Masters Countdown: How Augusta National Almost Built a Golf Hall of Fame

Bobby Jones, 1941 Masters.

Bobby Jones, 1941 Masters.

The National Baseball Hall of Fame and Museum opened in Cooperstown, New York, on June 12, 1939, and the Professional Golfers Association responded by inducting several legendary golfers, among them Bobby Jones, into its own hall. But the P.G.A.’s hall as yet had neither a building nor a plan for one.

Clifford Roberts, who was Augusta National’s chairman and co-founder, embraced the idea and suggested several sites on the club’s property. His favorite, initially, was an elevated six-acre parcel roughly two hundred fifty yards to the east of the tenth green. This was one of the building lots that the club had been trying to sell for a decade. Among the advantages of the site, Roberts wrote to Jones, was that visitors to the hall “would have four good views of the course instead of one.” He also liked the idea that “members using the golf course would have a good view of an attractive building”—though from a distance.

1932 Augusta National real-estate development plan, prepared for the club by Olmsted Bros.

1932 Augusta National real-estate development plan, prepared for the club by Olmsted Bros. Roberts’s initial choice for a hall of fame site was on the east side of the property, to the east of the modern eleventh tee–in the green stuff on the map above.

Roberts was especially concerned that golf’s hall of fame should be more compelling than baseball’s. A few days after the 1941 Masters, he wrote a lengthy letter to Olmsted Bros.—the club’s landscape architects at that time—in which he described a number of features that he thought ought to be included. “The more I think about it,” he wrote, “the more I feel that a building that houses a few plaques or a few bronze busts and that offers nothing else to the public, would prove to be a dull, worthless type of project, having no excuse for its existence except to attempt to glorify the leaders of golf. And I doubt that very much would be added to their fame.” One wing of the building, he continued, could contain “automatic movie machines,” which, for a quarter, would show instructional films by the game’s great teachers. Another wing could serve as both a comprehensive library and a bookstore. Visitors would be able to buy souvenir booklets, postcards depicting the Augusta National course, and “popular-priced copies” of some of the books in the library.

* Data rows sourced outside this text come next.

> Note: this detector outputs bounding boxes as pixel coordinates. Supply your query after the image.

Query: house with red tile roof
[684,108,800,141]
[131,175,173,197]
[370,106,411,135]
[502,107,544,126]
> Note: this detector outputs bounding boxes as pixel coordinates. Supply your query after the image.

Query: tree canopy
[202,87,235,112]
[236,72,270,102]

Roberts’s boldest suggestion was to construct “a miniature Augusta National course surrounding the Hall of Fame which would be a practical pitch and putt course and could be made a most attractive part of the landscaping scheme.” The holes would be scaled-down replicas of the holes on the big course. He proposed a fee of twenty-five cents per round. He also suggested building an “especially attractive” public driving range based on a plan that Jones had come across and thought highly of.

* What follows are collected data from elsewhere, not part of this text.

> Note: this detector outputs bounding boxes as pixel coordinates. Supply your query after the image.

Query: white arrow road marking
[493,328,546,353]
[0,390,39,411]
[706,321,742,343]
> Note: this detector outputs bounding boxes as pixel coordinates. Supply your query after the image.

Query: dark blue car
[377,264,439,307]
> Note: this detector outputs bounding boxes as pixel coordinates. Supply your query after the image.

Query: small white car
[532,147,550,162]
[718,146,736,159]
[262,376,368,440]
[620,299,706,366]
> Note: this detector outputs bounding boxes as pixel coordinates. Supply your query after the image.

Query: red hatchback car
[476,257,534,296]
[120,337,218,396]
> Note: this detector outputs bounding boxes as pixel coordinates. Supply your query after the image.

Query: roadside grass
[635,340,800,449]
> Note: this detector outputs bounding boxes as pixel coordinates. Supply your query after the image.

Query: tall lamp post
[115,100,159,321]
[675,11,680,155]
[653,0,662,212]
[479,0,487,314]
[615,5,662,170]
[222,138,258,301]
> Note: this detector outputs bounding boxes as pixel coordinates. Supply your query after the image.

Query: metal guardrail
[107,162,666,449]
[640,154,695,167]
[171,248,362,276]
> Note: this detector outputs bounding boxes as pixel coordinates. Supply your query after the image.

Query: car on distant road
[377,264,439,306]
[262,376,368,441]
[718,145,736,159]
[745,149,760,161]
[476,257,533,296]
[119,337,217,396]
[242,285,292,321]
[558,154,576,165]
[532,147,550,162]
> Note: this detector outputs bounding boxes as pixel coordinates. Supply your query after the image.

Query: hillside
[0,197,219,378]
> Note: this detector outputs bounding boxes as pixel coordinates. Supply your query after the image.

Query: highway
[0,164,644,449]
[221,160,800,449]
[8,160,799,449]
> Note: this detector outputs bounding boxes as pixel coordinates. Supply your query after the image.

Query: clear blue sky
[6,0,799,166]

Despite Roberts’s enthusiasm, the project never came to anything, and there was no further discussion of building a miniature Augusta National. The two members that Roberts had been counting to pay for the project lost interest in it, and the club was not in a financial position to follow through on its own. And then news from Europe and the Pacific made other concerns more pressing.

3 thoughts on “Masters Countdown: How Augusta National Almost Built a Golf Hall of Fame

  1. Maybe someone ought to have a legit hall of fame for golf with a set criteria of X amount of majors and Y amount of wins to qualify.

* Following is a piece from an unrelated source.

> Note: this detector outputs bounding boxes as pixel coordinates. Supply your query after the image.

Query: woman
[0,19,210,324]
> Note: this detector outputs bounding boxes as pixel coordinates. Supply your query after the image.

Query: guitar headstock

    • MacKenzie initially wanted to supplement the main golf course with what he called an “approach and putt” course — a nine-hole short course, which could be played with short irons and a putter. The course was to be four hundred to five hundred yards long. “There is, as far as I know, no interesting approach and putt course in America,” MacKenzie wrote in 1932 in a letter to Wendell Miller, the engineer who was then in the process of building the big course. “A really good one requires as much thought and planning as a full course. All those I have seen are terrible. I am just constructing one here [near San Francisco] which I hope will be most fascinating.” Roberts shared MacKenzie’s enthusiasm for the idea, but Jones was skeptical. After walking the proposed site with an engineer late in 1932, Jones asked that the short course not be included on the site plan but that the area instead be labeled “Reserved for Park.” The plan died, not only because of Jones’s lack of interest, but also because there was no money to pay for it. Still, in 1933, MacKenzie drew plans for an eighteen-hole, 2,460-yard short course. (The longest hole was to have been one hundred and ninety yards; the shortest was to have been sixty.) It was never built, either.